A “Claustra Borealia”

This EU-level strategy aligns a non-NATO country (Ireland) into a common security architecture via the EU regulatory acquis on telecoms. Conversely, non-EU countries (the UK, Norway, and Iceland) align with the same framework via the NATO, ensuring a consistent defence posture.

A better-integrated and defended transatlantic digital infrastructure—a Claustra Borealia—must be capable of swiftly rerouting and mitigating localised disruptions to safeguard broader connectivity. From the start, NATO and the EU’s combined and overlapping structures surpass the mechanisms within the Quad. The defence and policy alignment in the north would also exert diplomatic pressure on Continental Europe, where some remain reluctant to expand maritime security or supplier scrutiny.

However, the EU-NATO cooperation remains fragmented by institutional factors. The EU leads crisis management and hybrid threats, while NATO is dedicated to mutual defence.
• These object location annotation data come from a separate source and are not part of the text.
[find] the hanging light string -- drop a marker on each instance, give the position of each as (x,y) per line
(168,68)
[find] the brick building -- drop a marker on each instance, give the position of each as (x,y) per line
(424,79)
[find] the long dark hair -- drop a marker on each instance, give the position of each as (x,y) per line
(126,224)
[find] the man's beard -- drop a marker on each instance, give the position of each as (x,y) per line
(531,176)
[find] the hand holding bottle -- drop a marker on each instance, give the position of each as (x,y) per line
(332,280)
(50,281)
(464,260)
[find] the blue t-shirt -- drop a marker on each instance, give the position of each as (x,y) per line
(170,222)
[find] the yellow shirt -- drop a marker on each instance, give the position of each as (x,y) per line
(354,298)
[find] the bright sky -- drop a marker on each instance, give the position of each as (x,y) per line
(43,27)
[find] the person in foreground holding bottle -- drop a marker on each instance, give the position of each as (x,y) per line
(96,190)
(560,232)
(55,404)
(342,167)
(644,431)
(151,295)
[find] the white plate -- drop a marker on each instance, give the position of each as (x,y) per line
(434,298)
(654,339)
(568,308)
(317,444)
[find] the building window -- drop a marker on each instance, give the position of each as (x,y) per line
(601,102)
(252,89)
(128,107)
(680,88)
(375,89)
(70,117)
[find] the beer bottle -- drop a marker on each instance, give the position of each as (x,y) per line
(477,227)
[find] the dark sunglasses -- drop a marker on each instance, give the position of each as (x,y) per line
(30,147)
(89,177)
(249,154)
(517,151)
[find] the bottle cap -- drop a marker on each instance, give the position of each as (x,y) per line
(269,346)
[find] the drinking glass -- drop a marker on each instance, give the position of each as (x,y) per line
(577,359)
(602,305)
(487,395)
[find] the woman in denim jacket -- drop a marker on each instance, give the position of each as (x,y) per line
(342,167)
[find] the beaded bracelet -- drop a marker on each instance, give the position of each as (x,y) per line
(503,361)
No formal agreement exists between the two on addressing a combined digital infrastructure threat, often without attribution. Sensor deployments and continuous remote monitoring of infrastructural nodes are costly and likely to involve EU funds. Response plans and rapid-action task forces must combine various capabilities, including undersea operations and cyber forensics that involve both organisations.

Besides the lack of real-time intelligence sharing and CSIRT capabilities in both organisations, NATO intelligence, EU cybersecurity agencies, telcos, the coast guard, and port authorities must collaborate to jointly identify and respond to threats that might target cables, networks, IXPs, data centres, and satellite ground stations. Rightly or wrongly, some national efforts are under question, as evidenced by recent points made by the new US administration that may be traced back to the Joint Arctic Command over Greenland.

Final thoughts

In conclusion, today’s telegeography and its challenges cannot be tackled in isolation through national telecom laws or a single governance forum, and an attack in any communication domain must trigger an integrated cross-institutional response to deter adversaries.
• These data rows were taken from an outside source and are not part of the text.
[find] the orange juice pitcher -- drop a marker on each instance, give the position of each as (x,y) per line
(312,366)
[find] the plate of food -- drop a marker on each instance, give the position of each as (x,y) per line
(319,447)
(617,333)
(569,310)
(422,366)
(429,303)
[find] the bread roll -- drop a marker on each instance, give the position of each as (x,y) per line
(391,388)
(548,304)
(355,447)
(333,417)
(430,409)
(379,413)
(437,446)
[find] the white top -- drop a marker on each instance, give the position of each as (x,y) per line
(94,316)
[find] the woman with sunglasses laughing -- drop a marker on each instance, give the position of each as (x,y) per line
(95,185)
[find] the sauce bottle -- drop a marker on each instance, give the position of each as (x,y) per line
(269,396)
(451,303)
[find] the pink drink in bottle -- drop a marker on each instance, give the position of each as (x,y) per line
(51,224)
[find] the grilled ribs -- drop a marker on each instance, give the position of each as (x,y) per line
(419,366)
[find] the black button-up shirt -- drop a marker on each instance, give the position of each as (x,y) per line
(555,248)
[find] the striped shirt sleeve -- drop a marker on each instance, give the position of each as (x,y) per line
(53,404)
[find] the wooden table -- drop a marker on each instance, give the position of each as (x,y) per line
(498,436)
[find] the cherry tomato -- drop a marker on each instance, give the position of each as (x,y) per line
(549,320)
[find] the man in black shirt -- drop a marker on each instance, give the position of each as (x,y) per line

The Canadian G7 Presidency is naturally placed to initiate discussions on digital infrastructure security. The EU and NATO must also expand their cooperation: Russia’s invasion of Ukraine has brought the two institutions closer, culminating in the 2022 Joint Declaration that reinforced commitments to closer cooperation on hybrid warfare and cyber defence.

Digital infrastructure security sits in the middle of a Venn diagram formed by EU funding and technical initiatives (including the NIS Cooperation Group) on one side, and NATO’s Cooperative Cyber Defence Centre and the First Standing Maritime Group (SNMG1) on the other. Shared responsibility between the two can establish common standards for trusted interoperability and ensure a continuum without a weakest link.